Initially, four amnesty bills providing for release of Maidan activists have been brought into the Parliament, with two coming from the opposition MPs and the other two from Party of the Regions (PoR).
While opposition factions were not ready to support PoR-drafted bills, pro-government majority representatives insisted upon their colleague’s Yuriy Miroshnichenko’s draft law. The bill gives all protesters 15 days time to leave all administrative buildings and streets (except Maydan) as a condition or applying the amnesty bill.
According to different sources, some part of Party of Regions’ members (at most those controlled by Ukrainian business tycoons Rinat Akhmetov and Dmytro Firtash) disagreed with the majority and were ready not only to support one of the opposition-drafted bills, but join the parliamentary minority and vote for constitutional changes.
This was a worrying sign for PoR-led majority, which decided to conduct a meeting and convince all faction’s members to support Miroshnichenko bill. Predicting possible split in PoR faction and parliamentary majority, President Yanukovych immediately came to Verkhovna Rada to personally press MPs to back Miroshnichenko-drafted variant and prevent the setup of a new majority.
Anonymous sources say that President was screaming, using obscene rhetoric, and threatening rebelling MPs with very tough sanctions.
After “the revolt” was put down, MPs supported draft law tabled by Miroshnichenko with 232 votes.

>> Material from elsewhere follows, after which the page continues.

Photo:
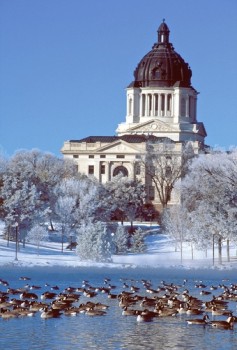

At the same time, some sources do not rule out that Russia could have been staying behind the developments that finally put obstacles on opposition’s attempts to make the most of situation in Rada. Russia has tightened customs checks for Ukrainian goods on its border boosting concerns among PoR MPs that have business interests in Russia.
By acting in this way, Moscow wanted to show what consequences Yanukovych may suffer if he decides to stick to peaceful political solution of the crisis supported by Western countries.
Under certain circumstances, newly adopted amnesty law gives Yanukovych levers to resort to violence, if protesters refuse to free administrative buildings and streets within two weeks. Violent scenario is inadmissible to the EU and the US, but, on the contrary, could be regarded with favour by Russia and its allies.